Holy Trinity is a large church on the edge of the town centre and surrounded by a large graveyard. It was build in 1837 on land given by the Duke of Devonshire when the population of Chesterfield had grown too large for the parish church of St Mary and All Saints’.

It is typical early C19th Gothic style church made of well dressed blocks of gritstone with a square tower at the west end topped by tall pinnacles.

Don’t be fooled by the tall pillar memorial in the graveyard to the memory of Harriet Stevenson and her husband George. They are no relation and nothing is known about them. So many visitors automatically assume this is THE George Stephenson, that a small plaque has been placed by the memorial stating that George Stephenson is buried in the church.

Entry is through the south door which leads into a large lounge area at the back of the church with a kitchen. Inside, it feels a large church with a big square nave with an open beamed ceiling and stained wood pews. It was originally designed for a gallery around three sides, but this was removed in the late C19th along with the box pews.

Tall lancet windows filled with diamonds of pastel shades of Victorian glass throw colour shadows on the walls, giving a colour cast to the photographs.

Hanging on the walls are banners which used in the Annual Christian Witness Procession on Spring Bank Holiday Monday. On the north wall is a display about George Stephenson with small models of Locomotion and Rocket.

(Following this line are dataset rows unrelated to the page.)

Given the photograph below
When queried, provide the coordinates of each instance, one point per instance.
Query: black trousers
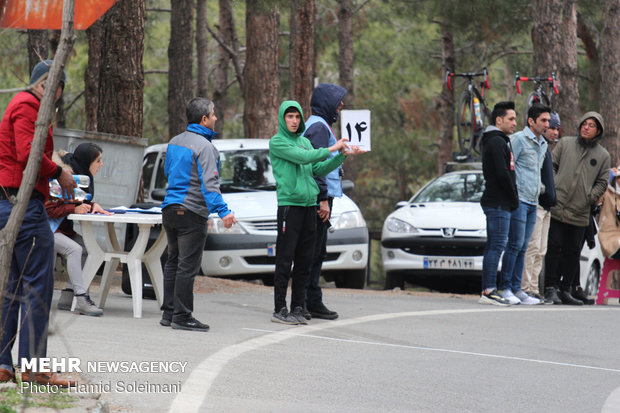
(314, 295)
(295, 244)
(186, 233)
(563, 252)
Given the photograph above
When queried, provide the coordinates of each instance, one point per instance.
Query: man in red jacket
(31, 279)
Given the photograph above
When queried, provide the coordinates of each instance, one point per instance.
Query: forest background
(132, 72)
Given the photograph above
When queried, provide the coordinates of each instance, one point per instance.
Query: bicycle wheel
(534, 98)
(465, 123)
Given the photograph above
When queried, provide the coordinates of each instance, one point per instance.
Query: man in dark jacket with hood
(326, 102)
(500, 195)
(581, 166)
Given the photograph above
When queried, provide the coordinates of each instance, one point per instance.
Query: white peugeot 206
(441, 230)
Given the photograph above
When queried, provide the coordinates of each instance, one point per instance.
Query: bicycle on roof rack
(472, 113)
(538, 95)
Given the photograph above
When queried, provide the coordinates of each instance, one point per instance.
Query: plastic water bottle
(78, 193)
(477, 112)
(83, 181)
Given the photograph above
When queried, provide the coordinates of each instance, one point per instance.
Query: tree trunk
(610, 77)
(92, 73)
(301, 67)
(202, 88)
(38, 47)
(116, 72)
(8, 234)
(568, 71)
(261, 77)
(180, 89)
(345, 48)
(227, 34)
(446, 100)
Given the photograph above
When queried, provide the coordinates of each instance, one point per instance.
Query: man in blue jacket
(192, 168)
(326, 103)
(529, 149)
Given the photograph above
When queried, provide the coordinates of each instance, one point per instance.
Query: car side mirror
(158, 194)
(347, 185)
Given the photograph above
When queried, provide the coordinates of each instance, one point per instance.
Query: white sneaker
(508, 295)
(527, 299)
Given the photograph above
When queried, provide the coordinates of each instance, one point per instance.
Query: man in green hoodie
(294, 163)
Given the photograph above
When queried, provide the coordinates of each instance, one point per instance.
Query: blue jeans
(30, 284)
(522, 221)
(498, 225)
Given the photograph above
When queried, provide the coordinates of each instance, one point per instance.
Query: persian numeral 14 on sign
(355, 126)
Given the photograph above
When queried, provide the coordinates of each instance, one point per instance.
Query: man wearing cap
(31, 278)
(537, 248)
(581, 167)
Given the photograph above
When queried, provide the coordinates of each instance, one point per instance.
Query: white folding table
(133, 258)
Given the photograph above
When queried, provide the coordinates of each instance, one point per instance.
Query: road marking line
(442, 350)
(196, 387)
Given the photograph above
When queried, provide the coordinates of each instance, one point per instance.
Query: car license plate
(271, 250)
(449, 263)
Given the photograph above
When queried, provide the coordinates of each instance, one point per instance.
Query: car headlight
(399, 226)
(215, 225)
(348, 220)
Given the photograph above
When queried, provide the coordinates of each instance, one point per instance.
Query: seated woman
(85, 160)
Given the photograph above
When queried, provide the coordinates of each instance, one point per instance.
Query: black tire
(393, 280)
(465, 123)
(352, 279)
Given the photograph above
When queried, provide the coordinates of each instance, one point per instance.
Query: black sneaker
(493, 298)
(320, 311)
(298, 313)
(166, 320)
(579, 294)
(191, 324)
(283, 317)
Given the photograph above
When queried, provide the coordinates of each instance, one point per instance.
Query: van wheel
(393, 280)
(351, 279)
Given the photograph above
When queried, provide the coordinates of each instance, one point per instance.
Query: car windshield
(246, 170)
(466, 187)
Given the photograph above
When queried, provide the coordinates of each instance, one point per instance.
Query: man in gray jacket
(581, 166)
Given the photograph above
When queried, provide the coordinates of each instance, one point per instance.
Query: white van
(248, 248)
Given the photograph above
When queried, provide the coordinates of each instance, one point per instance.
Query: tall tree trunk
(446, 100)
(202, 78)
(180, 89)
(261, 78)
(8, 234)
(345, 48)
(568, 72)
(227, 34)
(301, 67)
(610, 77)
(38, 47)
(92, 74)
(116, 72)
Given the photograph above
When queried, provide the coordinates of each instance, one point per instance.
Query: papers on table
(124, 209)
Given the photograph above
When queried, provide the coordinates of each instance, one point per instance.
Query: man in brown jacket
(581, 170)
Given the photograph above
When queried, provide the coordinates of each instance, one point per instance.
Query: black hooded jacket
(324, 103)
(498, 170)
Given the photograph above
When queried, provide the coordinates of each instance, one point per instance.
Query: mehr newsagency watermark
(133, 369)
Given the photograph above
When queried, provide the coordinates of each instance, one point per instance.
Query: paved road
(387, 353)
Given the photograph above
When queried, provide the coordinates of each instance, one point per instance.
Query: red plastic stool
(610, 266)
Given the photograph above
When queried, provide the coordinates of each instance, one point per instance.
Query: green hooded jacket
(295, 161)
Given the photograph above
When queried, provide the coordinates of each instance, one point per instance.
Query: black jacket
(498, 170)
(548, 198)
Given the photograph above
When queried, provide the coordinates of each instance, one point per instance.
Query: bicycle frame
(538, 85)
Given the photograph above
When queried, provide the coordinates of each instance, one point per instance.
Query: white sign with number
(355, 126)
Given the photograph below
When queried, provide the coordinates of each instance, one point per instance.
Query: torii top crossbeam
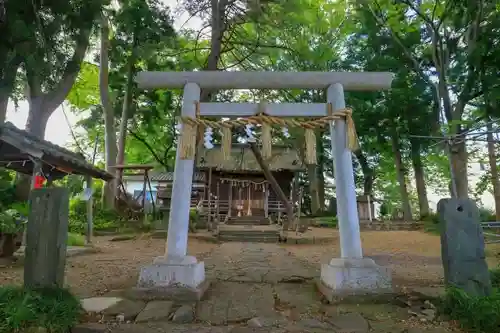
(354, 81)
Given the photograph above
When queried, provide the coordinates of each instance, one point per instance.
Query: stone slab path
(258, 287)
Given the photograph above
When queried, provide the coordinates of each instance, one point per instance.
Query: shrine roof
(18, 150)
(242, 159)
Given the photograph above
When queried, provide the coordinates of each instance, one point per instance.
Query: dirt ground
(115, 266)
(414, 256)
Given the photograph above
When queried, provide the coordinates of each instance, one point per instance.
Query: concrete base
(343, 277)
(176, 278)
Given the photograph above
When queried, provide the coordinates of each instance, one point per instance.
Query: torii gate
(350, 273)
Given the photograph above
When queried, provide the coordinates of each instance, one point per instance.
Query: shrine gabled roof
(243, 159)
(19, 148)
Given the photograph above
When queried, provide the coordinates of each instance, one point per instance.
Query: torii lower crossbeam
(351, 273)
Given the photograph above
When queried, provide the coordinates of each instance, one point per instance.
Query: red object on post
(39, 181)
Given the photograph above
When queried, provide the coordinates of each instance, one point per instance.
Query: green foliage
(103, 219)
(75, 239)
(478, 314)
(431, 223)
(486, 215)
(55, 309)
(495, 277)
(326, 222)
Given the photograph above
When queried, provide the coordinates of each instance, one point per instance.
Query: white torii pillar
(349, 274)
(176, 267)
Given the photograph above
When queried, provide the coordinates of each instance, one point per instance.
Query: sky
(58, 127)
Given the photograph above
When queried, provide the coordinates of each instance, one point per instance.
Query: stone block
(99, 304)
(171, 278)
(155, 311)
(462, 247)
(344, 277)
(167, 271)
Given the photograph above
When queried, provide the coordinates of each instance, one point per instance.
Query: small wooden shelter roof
(243, 160)
(18, 149)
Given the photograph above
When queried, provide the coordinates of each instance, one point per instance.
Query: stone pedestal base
(344, 277)
(171, 278)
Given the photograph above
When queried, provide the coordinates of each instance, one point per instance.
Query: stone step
(249, 238)
(255, 222)
(249, 234)
(247, 220)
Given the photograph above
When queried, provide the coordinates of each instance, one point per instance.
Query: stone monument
(462, 247)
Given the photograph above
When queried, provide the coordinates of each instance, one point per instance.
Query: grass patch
(54, 309)
(495, 277)
(476, 314)
(75, 239)
(326, 222)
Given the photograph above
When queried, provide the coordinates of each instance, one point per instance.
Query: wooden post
(249, 200)
(37, 169)
(299, 208)
(218, 202)
(90, 206)
(45, 254)
(209, 219)
(266, 200)
(369, 208)
(230, 204)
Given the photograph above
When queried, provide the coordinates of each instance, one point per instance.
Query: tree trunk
(127, 104)
(401, 174)
(418, 168)
(110, 153)
(458, 159)
(274, 185)
(38, 117)
(7, 85)
(313, 188)
(492, 158)
(4, 102)
(368, 175)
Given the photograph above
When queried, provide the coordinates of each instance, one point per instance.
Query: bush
(431, 223)
(54, 309)
(495, 277)
(479, 314)
(327, 222)
(103, 219)
(486, 215)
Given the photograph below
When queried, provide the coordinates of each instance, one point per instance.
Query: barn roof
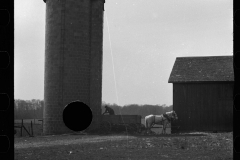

The chancel is small compared to the rest of the church and reached through a pointed arch. On the left hand side is the pulpit. On the right is the organ with the stone font. This is octagonal with quatrefoils on each face.

The altar has carvings of flowers and foliage. Behind, on the east wall is a carved wood reredos with a cross and the symbols of the four evangelists.

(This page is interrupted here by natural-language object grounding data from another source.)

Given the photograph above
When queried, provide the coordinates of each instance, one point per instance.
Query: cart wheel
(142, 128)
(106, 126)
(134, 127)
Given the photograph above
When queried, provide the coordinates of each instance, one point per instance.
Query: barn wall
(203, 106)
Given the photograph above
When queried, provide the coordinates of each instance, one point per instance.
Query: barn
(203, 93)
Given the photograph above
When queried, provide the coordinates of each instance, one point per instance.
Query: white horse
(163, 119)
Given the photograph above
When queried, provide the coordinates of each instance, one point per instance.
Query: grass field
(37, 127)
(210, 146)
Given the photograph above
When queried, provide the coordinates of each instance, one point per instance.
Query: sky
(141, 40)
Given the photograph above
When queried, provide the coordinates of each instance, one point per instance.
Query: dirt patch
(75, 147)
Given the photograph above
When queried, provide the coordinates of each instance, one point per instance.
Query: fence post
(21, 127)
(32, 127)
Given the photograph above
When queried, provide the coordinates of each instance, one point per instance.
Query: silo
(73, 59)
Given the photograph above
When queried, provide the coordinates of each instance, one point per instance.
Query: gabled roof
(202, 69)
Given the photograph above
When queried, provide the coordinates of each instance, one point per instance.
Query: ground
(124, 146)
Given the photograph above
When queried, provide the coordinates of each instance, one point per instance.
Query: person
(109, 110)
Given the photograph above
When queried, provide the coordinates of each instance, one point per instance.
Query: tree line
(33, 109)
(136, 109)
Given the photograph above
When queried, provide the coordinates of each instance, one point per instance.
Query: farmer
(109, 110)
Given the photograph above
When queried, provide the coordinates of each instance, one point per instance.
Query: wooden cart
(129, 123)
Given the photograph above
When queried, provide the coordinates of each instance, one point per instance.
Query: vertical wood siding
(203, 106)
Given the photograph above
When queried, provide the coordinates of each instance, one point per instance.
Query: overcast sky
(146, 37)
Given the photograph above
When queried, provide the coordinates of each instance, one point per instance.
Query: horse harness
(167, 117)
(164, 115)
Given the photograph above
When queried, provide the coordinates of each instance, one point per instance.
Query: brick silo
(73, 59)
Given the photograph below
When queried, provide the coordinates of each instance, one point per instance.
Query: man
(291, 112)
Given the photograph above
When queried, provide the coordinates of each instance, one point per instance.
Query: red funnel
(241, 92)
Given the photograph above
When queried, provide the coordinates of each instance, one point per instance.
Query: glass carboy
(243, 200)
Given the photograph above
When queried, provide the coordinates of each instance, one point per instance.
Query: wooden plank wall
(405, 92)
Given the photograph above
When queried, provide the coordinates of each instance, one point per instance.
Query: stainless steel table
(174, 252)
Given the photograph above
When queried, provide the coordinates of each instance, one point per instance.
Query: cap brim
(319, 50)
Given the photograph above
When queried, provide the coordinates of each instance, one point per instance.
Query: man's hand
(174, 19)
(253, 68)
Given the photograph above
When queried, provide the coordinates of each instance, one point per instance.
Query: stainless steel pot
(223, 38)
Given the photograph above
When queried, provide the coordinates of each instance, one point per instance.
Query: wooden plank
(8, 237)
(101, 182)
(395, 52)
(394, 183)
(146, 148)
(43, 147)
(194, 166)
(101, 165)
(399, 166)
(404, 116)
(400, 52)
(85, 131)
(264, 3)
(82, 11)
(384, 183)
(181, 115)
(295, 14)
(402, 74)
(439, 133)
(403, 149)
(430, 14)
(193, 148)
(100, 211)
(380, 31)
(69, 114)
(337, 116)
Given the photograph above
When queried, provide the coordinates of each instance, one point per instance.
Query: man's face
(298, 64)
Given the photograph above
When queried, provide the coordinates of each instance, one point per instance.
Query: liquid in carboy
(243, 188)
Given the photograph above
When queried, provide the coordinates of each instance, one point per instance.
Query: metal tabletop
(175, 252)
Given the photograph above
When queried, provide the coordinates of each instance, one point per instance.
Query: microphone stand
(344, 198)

George Stephenson is buried in a vault behind the altar and his grave is marked by a simple slab of Derbyshire stone with his initials and the date of death.

Immediately behind the altar is a large memorial stone provided by the Institute of Mechanical Engineers. George Stephenson was their first president and they must have felt he deserved something a bit more elaborate. George’s wife Elizabeth who worshipped in the church, has a memorial stone on the wall.

The beautiful east window was installed in memory of George Stephenson by his son Robert. In the centre is the Last Supper. Above and below are intertwined monograms of GS.

The church is kept locked, although is open for Heritage Open Doors. I’d contacted the vicar through the church website who arranged for the churchwarden to open up for me. It is definitely worth a visit and not just for the George Stephenson connection!

The church is on Newbald Road and there is some parking available inside the grounds. The post code is S41 7PG and the grid reference is SK 382716.